The case in question was brought to the Supreme Court by the public prosecutor in the state of Rio Grande do Sul. It challenges the constitutionality of a state law that exempts practitioners of Afro-Brazilian religions from prosecution for the mistreatment of animals and from a prohibition on religious animal sacrifice. The prosecutor is asking for the law with the exemptions to be annulled.
If the court judges the state law to be unconstitutional, the decision would conflict with Article 5 of Brazil’s Constitution, which guarantees freedom of belief for religious groups. It would also be a step backward in time, a return to when spiritist religions in Brazil, such as Kardecism, had their meetings interrupted by the police. Or, going back further still, to when slaves were prohibited from worshipping “orixás,” the deities of Afro-Brazilian religions.
In 1993, a similar challenge made its way to the U.S. Supreme Court, in Church of Lukumi Babalu Aye, Inc. v. City of Hialeah. The city council of Hialeah, Florida, had passed an ordinance prohibiting the ritual slaughter of animals “not for the primary purpose of food consumption,” effectively outlawing practices used in Santeria, a religion brought to the United States by Cubans. In that case, the court ruled that Hialeah had violated the first amendment of the U.S. Constitution and religious tolerance prevailed.
With the blessing of agribusiness
Devout followers of Islam and Judaism who follow halal and kosher dietary customs also adhere to specific slaughter rituals as part of their religious practice.
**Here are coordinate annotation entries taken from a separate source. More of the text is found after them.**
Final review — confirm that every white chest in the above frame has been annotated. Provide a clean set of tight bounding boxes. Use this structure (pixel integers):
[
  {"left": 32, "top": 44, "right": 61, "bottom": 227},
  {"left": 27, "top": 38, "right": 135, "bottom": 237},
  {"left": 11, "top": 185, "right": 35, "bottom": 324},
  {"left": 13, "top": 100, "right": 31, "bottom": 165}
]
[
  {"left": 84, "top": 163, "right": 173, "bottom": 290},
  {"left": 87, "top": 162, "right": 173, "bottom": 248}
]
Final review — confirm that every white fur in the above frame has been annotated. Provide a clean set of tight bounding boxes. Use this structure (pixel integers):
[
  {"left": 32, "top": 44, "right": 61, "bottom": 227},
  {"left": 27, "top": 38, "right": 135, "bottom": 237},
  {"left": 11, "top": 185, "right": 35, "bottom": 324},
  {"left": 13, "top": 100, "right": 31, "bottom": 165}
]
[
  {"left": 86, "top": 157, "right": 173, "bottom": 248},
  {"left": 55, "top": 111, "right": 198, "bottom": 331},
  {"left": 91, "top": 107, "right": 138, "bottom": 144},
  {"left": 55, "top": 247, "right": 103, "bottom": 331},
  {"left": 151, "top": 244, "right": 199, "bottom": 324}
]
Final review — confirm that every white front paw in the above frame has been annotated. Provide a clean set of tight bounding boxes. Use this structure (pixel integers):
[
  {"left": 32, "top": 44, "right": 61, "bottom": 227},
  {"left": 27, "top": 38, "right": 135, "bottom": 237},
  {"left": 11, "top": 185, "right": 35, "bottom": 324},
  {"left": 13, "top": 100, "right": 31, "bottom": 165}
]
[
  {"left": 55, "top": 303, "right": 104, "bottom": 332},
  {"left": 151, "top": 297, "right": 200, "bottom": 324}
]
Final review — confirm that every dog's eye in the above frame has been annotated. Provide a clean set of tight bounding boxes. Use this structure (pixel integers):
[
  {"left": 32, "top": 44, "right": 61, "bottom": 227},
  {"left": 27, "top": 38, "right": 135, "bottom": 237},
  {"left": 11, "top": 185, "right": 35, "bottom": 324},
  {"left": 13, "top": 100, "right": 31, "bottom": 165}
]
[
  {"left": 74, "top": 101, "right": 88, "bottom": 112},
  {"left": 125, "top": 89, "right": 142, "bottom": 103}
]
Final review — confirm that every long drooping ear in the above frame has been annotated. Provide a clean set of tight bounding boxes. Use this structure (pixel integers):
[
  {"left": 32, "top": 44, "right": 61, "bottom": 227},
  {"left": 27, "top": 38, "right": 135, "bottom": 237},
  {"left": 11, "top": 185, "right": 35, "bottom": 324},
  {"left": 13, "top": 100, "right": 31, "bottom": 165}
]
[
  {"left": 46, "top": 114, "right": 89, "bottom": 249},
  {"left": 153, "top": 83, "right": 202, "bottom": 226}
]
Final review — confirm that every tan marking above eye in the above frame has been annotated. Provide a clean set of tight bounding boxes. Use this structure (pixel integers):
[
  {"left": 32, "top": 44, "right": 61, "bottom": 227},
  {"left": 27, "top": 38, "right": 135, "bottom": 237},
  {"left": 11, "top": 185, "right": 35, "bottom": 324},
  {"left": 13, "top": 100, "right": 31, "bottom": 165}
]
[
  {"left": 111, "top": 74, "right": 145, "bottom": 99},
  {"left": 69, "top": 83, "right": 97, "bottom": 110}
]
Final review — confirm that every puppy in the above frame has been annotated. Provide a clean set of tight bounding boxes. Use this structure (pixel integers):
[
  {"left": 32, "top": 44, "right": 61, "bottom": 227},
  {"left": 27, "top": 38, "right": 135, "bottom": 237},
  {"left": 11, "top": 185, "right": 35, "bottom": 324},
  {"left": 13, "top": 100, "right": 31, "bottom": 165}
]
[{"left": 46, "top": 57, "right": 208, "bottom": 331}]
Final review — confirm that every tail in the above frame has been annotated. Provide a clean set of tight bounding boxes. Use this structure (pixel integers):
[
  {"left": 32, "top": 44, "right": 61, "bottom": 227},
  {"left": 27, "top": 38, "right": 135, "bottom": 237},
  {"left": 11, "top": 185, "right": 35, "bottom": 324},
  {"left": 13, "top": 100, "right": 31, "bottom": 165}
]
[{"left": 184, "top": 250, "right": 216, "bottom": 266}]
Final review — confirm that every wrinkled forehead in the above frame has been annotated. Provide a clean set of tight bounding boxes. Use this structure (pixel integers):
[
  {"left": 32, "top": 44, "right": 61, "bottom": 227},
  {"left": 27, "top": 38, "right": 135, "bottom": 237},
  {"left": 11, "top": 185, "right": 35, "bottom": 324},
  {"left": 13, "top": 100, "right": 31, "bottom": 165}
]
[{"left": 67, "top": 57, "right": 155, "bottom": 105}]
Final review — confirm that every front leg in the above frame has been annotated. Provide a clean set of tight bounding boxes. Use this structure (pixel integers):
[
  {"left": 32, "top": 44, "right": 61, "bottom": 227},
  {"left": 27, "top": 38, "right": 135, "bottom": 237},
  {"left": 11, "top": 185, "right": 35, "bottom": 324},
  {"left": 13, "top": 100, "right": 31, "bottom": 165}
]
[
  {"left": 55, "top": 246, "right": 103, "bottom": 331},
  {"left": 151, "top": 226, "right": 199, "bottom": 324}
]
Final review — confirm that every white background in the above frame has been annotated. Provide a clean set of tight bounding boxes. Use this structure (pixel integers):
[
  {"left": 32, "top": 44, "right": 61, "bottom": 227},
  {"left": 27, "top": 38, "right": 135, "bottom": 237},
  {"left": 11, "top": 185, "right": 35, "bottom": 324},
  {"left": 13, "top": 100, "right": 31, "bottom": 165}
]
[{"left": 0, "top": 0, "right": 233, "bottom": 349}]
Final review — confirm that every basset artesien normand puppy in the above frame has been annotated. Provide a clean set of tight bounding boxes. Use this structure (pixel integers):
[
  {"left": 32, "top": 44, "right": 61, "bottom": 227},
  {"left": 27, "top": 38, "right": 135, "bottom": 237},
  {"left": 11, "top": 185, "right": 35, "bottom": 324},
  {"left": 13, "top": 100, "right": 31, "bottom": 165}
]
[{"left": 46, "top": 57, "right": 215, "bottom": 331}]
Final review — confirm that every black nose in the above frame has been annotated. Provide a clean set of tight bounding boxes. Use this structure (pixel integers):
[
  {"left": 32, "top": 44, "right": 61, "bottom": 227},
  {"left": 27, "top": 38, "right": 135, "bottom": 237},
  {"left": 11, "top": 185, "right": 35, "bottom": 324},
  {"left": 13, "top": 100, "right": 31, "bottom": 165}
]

However, in Brazil, those two religions and their customs have been seen more favorably and challenges to these practices have never come close to the Supreme Court.
Some major players in Brazil’s massive agribusiness have even specialized in religious slaughter in order to guarantee access to lucrative export markets. JBS, the world’s leading meat packing company, and owner of the Friboi and Seara brands, is the largest exporter of halal meat in the country. Halal slaughter, known as “dhabihah,” must follow certain customs, including slitting the animal’s throat and invoking the name of God during the act. Brazil’s other market leader, BRF, focuses 25 percent of its production on the Islamic market — even after Reporter Brasil revealed in 2012 that BRF does not conduct the halal slaughter process properly. Both companies are targets of Operation Carne Fraca, the anti-bribery sweep that led to arrests last week.
Meanwhile, a member of the congressional farm lobby, federal representative Valdir Colatto, proposed a bill that would permit the hunting of wild animals in order to protect the herds of the agribusiness magnates. The bill would allow the killing of exotic animals that threaten plantations or cattle and also allow for the creation of private reserves for hunting for sport. Defending the proposal, Colatto specifically cited jaguars as a threat and called wild animals “plagues” that transmit diseases and cause economic harm.
Also under pressure from the farm lobby, congress passed a constitutional amendment that permits the continued existence of a sport practiced in the northeast of Brazil known as “vaquejada,” in which two cowboys on horseback try to knock over a bull. After the Supreme Court ruled against the practice, considering it to be animal cruelty, lawmakers saved vaquejada by classifying it as Brazilian cultural patrimony. The amendment may still be altered to also authorize cockfighting.
“There is no possible comparison between the vaquejada, where the animal is confined and has his scrotal sack tied, and religious slaughter, where there is no suffering. And in cockfights, oftentimes, the loser eventually dies. In these cases, there is no doubt about cruelty,” Hédio Silva Jr. told The Intercept.
It seems as if the concept of cruelty is relative. Are Brazilians really worried about the plight of animals in African religious rituals?